Data blending is a functionality in Tableau that combines two or more datasets. It is very important to understand key concepts around data blending to ensure that data is used correctly.
For this article, we will use two-sample excel datasets, namely, customer_details and profit.
Let’s connect to profit excel sheet to the Tableau workbook. After adding your first sheet, add your second sheet to Tableau workbook which can be done by either pressing Ctrl+D or by simply clicking on the new data source icon as shown below and adding the customer_id sheet to the Tableau.

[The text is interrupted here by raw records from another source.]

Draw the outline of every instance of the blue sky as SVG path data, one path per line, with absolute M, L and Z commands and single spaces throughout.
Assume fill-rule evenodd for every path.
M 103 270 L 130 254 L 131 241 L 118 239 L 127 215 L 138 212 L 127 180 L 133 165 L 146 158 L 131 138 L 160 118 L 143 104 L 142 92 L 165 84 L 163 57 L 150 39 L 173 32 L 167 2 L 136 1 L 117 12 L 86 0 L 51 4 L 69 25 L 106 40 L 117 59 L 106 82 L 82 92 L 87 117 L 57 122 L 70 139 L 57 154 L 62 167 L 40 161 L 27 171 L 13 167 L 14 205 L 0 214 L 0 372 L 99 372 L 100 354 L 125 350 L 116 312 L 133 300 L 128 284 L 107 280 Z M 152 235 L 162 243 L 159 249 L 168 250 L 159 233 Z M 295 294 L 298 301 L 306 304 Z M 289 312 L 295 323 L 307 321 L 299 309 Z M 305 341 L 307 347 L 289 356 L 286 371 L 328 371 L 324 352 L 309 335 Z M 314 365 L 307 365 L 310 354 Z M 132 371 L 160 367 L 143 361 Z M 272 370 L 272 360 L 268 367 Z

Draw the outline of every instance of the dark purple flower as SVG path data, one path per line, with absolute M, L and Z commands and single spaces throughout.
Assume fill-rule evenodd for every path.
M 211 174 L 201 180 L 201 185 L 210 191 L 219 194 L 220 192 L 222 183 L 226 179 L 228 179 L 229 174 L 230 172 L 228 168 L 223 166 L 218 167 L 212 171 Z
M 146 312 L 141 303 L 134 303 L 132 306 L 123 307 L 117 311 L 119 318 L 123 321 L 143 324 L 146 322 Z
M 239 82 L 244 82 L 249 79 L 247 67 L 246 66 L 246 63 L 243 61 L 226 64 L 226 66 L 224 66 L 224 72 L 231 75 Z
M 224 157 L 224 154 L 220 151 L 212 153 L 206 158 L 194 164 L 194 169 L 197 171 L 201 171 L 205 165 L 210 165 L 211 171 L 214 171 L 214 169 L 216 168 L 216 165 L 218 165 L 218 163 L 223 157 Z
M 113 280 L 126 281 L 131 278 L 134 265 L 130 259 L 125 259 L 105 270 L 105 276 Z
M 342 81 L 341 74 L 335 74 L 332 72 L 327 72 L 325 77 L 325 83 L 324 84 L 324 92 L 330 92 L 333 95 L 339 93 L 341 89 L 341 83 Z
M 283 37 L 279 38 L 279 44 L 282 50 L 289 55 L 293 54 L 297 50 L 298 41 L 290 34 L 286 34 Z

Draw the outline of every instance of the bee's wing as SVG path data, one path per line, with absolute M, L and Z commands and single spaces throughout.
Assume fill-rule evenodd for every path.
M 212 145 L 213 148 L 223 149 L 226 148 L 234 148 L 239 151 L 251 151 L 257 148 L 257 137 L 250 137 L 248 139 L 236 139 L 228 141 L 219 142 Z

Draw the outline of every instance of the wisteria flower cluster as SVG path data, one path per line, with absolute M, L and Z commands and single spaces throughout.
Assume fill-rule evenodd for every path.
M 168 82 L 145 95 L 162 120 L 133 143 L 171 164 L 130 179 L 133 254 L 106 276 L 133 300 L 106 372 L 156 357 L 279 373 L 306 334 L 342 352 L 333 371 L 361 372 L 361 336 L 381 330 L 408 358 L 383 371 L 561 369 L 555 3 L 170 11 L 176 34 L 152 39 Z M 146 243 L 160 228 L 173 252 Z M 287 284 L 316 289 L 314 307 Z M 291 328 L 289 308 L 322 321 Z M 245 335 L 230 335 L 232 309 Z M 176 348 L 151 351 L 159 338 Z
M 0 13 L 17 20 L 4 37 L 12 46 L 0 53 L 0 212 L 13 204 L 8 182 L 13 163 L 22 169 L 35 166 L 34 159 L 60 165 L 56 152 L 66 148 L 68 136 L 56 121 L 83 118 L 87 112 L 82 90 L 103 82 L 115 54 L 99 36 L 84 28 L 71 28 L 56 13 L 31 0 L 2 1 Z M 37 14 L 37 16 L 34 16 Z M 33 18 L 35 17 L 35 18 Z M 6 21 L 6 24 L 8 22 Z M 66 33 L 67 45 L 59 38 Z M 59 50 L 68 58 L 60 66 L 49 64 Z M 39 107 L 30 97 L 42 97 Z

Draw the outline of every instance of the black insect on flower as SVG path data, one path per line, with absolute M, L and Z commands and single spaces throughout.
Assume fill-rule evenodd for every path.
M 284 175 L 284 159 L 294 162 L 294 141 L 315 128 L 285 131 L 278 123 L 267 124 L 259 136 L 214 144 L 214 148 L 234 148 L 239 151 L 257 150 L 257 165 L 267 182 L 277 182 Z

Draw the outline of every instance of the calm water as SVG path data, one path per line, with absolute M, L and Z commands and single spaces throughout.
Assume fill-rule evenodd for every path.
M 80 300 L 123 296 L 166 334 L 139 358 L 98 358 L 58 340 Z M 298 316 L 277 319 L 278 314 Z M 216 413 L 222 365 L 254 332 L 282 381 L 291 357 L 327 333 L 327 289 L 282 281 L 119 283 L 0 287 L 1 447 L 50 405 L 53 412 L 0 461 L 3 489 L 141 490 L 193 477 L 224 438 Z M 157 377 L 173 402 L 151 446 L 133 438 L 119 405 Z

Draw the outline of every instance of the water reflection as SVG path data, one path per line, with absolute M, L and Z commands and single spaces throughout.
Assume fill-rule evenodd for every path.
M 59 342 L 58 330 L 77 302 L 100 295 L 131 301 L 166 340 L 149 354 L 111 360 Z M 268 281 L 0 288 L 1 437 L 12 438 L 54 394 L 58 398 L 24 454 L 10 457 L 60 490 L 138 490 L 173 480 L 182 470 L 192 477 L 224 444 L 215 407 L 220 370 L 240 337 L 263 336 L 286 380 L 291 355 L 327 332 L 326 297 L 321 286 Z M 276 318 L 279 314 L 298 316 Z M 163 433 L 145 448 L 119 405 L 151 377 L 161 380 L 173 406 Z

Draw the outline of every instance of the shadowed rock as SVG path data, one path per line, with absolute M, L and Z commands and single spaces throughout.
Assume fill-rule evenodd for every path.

Once both the sheets are connected, now is the time to introduce the first important concept.
1. Primary data source:
The data source of the first field that you add to the view becomes your primary data source. This adds a blue tick to the primary data source which distinguishes it from the secondary one.
2. Left-inner Join:
The importance of a primary data source is that based on a common field, the other sheets will be joined to the primary one using a left-inner join where the primary data source will be left the table.
3. Linking Field:
Data will blend on the common field (in our case customer_id). Locate the linking icon by selecting the secondary field. This is your common field on which the data is blended. Note the blue color next to the field which indicates that linking is on. Click on the linking icon to turn on/off the link. Now the color of the linking icon will change to grey. Also, an orange tick on a secondary data source will only appear when you bring any field into view.
Note: Your primary data source and the secondary data source are worksheet-specific. if you open a new worksheet on Tableau, you will have to again define your primary and secondary data source by following the steps mentioned above.
4. Linking data manually:
From the Toolbar, select Data dropdown and then select ‘Edit Blend Relationships’. Click on Custom bullet and then click ‘Add’. Here you can add the field manually.
5. Level of Aggregation:
Your primary data source will define the level of aggregation shown in the view. For example, let’s drag customer_Id from customer_details sheet to rows and profit field from profit sheet to text. Here the level of aggregation is up to the customer_details (primary data source) level. Since cust_04 did not order anything, there are no profit details and hence has no value displayed. But since it is in the primary data source sheet, it will still appear in the view after left-inner join. Also, for each customer whose profit data is available in the profit sheet, it will be aggregated to the customer_Id level.
I hope these few key concepts will help in understanding blending in Tabaleau better.